3rd place: ACTIVE IT
- Created by Vyshakh Babji & Bharath MylarappaConnect with people around you instantly. Match your interests, contact people in realtime and have fun. Sends an SMS text message when other users signup and select a similar event in your area. Be ACTIVE with others!!!
- The Mashery Prize was won by & Ronad Castillo for effectively using one of the Mashery API Network APIs to build ACTIVEnieghbor - an app that allows users to connect with like-minded individuals within a certain radius that share a similar fitness goal and schedule a time to workout. User-created events are mixed with ACTIVE Network's events and users are gouged into persistent/anonymous chat to discuss goals and schedule a time to train. The app notifies all users and schedules the events on their calendars allowing for organic social growth based on proximity.
- Aaron Waldman also won the Mashery Prize for creating the ACTIVE Leaderboard.
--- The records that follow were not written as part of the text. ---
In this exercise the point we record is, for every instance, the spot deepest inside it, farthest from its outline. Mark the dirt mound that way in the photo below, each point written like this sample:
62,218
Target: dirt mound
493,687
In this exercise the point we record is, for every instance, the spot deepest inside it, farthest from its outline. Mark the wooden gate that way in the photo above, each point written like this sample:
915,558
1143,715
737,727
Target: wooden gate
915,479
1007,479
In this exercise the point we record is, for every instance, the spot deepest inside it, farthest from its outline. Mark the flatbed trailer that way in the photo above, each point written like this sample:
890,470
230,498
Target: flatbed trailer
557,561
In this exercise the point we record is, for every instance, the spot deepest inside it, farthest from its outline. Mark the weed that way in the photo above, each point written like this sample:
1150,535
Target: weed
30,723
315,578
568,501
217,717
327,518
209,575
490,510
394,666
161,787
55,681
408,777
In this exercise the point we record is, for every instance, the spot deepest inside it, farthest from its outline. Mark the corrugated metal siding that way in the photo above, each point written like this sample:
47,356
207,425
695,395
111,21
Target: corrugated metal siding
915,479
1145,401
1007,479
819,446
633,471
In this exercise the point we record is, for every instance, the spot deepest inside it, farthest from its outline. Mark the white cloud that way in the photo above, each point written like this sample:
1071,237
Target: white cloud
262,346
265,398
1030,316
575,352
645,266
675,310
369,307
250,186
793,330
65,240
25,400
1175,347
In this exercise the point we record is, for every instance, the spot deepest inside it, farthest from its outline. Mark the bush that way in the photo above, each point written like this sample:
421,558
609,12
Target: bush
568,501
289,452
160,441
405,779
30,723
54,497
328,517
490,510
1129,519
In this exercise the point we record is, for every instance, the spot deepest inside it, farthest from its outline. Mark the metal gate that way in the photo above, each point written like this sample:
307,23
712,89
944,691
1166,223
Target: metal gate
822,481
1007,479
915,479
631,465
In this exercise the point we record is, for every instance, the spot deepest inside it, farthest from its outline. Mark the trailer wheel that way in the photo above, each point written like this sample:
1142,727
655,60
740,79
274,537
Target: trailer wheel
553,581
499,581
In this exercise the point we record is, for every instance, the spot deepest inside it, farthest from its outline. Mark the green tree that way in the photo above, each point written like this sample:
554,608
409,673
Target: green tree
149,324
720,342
His app takes a new look at race results. Now organized into a leaderboard with the users Facebook friends, pulling in their race results for comparison. Now you can compare your fastest 5k against your friends, or at the same event.
You can view all the app submissions online at ChallengePost.
Special thanks the sponsors of the event and the guest judges, Erik Suhonen, Jesse Givens, Neil Mansilla, Tom Clancy, and Mark Roebke for offering your expertise and guidance. Of course, a huge thanks to everyone that participated! We couldn't have made the event a success without the hackers. This beta event gave us a lot of key learnings that will allow us to replicate the model and host a global hackathon in the future.